Nel frattempo, però, la guerra non è stata solo quella al fronte. Perché Mosca, per dare manforte alle sue truppe senza mobilitare più di tanto la sua popolazione ha chiamato in causa i mercenari della Wagner, attivi soprattutto in Africa e mandati a combattere in Ucraina. Il loro capo, Yevgeny Prigozhin, ha così iniziato a combattere quasi una sua guerra personale all’interno del conflitto, proponendosi come alternativa pragmatica ed efficiente rispetto ai “burocrati” del ministero della Difesa, accusati in maniera sempre più dura. E nel braccio di ferro, la Wagner sembrava destinata gradualmente a doversi adeguare alle regole dell’esercito, finendo per fare l’impensabile e tentare, lo scorso giugno, qualcosa di simile a un colpo di mano, marciano su Mosca. La marcia si è fermata alle porte della capitale, i paramilitari sono stati relegati in Bielorussia e Prigozhin, insieme ad altri leader della Wagner, sono morti nello schianto del loro aereo lo scorso 23 agosto in circostanze non ancora chiarite.
Intanto, dopo un anno e mezzo di guerra non si riesce a vedere la fine ma si nota come un mondo che non aveva ridefinito il proprio ordine dopo il crollo dell’Urss abbia subito, il 24 febbraio 2022, una spallata tale da mettere in discussione molte consuetudini.
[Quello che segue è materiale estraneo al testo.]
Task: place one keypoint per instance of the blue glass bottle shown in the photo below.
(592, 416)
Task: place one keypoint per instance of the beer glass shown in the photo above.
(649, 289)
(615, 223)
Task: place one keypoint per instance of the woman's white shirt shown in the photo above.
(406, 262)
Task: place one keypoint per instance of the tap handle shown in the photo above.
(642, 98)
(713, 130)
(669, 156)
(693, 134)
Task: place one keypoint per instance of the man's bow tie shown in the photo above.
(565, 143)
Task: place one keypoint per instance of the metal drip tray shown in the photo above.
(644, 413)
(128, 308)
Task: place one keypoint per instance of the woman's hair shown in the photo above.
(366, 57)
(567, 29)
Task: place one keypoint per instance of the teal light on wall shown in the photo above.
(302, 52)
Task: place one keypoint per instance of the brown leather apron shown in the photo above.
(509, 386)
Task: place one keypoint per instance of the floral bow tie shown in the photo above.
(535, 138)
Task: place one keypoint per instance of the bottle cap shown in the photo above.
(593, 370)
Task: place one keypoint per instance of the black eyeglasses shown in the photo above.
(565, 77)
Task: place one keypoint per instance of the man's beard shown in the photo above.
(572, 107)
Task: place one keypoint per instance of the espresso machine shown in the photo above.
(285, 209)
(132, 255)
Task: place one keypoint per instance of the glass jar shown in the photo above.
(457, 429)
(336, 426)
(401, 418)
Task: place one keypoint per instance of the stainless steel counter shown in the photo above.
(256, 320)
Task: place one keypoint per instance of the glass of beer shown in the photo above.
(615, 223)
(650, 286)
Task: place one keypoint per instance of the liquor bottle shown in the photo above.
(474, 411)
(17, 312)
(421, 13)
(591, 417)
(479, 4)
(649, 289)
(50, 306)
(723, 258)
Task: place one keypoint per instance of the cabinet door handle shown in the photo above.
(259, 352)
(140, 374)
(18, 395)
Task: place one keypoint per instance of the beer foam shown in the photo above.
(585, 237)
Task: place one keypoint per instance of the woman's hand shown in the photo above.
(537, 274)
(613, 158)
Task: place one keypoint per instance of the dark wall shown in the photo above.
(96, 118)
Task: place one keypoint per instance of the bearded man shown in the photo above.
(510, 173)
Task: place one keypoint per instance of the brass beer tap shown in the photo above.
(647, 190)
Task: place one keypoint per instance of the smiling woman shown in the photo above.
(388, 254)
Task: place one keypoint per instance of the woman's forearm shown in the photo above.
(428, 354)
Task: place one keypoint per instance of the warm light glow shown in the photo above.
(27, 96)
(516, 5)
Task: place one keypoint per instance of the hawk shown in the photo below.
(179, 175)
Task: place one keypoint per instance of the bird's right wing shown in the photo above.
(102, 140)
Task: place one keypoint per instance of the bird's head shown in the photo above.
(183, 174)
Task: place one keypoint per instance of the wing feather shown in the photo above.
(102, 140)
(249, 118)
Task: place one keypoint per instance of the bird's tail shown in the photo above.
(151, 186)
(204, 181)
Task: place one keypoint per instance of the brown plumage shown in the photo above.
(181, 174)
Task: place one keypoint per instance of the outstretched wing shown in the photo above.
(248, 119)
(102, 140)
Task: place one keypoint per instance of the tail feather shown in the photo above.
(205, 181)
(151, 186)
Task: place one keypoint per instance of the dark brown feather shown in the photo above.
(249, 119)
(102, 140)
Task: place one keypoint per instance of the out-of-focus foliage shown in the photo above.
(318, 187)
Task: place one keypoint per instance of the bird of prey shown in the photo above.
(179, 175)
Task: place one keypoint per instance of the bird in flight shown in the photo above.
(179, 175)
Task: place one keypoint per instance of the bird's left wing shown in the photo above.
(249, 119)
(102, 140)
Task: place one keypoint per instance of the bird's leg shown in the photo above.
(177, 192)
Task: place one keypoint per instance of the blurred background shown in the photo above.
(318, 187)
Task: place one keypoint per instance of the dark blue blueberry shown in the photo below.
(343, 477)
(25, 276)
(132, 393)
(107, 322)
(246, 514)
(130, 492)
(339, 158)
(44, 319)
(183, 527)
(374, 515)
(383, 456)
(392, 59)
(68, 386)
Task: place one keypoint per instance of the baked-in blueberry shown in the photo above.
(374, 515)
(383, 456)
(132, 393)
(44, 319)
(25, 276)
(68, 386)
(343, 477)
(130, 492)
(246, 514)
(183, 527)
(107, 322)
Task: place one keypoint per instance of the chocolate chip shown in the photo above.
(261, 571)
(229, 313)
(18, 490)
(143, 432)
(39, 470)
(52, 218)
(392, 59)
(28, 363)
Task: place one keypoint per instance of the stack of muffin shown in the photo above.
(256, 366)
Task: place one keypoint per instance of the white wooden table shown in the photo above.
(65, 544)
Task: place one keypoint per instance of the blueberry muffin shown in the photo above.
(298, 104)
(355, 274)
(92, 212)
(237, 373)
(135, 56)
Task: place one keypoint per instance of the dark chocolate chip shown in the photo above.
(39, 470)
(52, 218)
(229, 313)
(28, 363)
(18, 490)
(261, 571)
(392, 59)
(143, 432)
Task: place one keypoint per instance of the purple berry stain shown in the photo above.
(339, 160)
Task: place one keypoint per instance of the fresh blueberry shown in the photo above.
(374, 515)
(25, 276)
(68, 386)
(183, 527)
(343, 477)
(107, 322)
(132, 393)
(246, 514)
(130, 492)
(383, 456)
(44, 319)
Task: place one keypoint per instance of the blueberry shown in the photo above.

Dall’ingresso nella Nato di Finlandia e Svezia (per quest’ultima manca ancora la ratifica), alla Svizzera neutrale per antonomasia unitasi alle sanzioni, fino a un’alleanza atlantica che sposta il suo baricentro verso est e al generico riarmo di numerosi Paesi, con tutti i rischi del caso e col timore che, ogni giorno che passa e in cui un nuovo soggetto viene coinvolto in modo diretto o in diretto in questa guerra le cose possano in un modo o nell’altro peggiorare.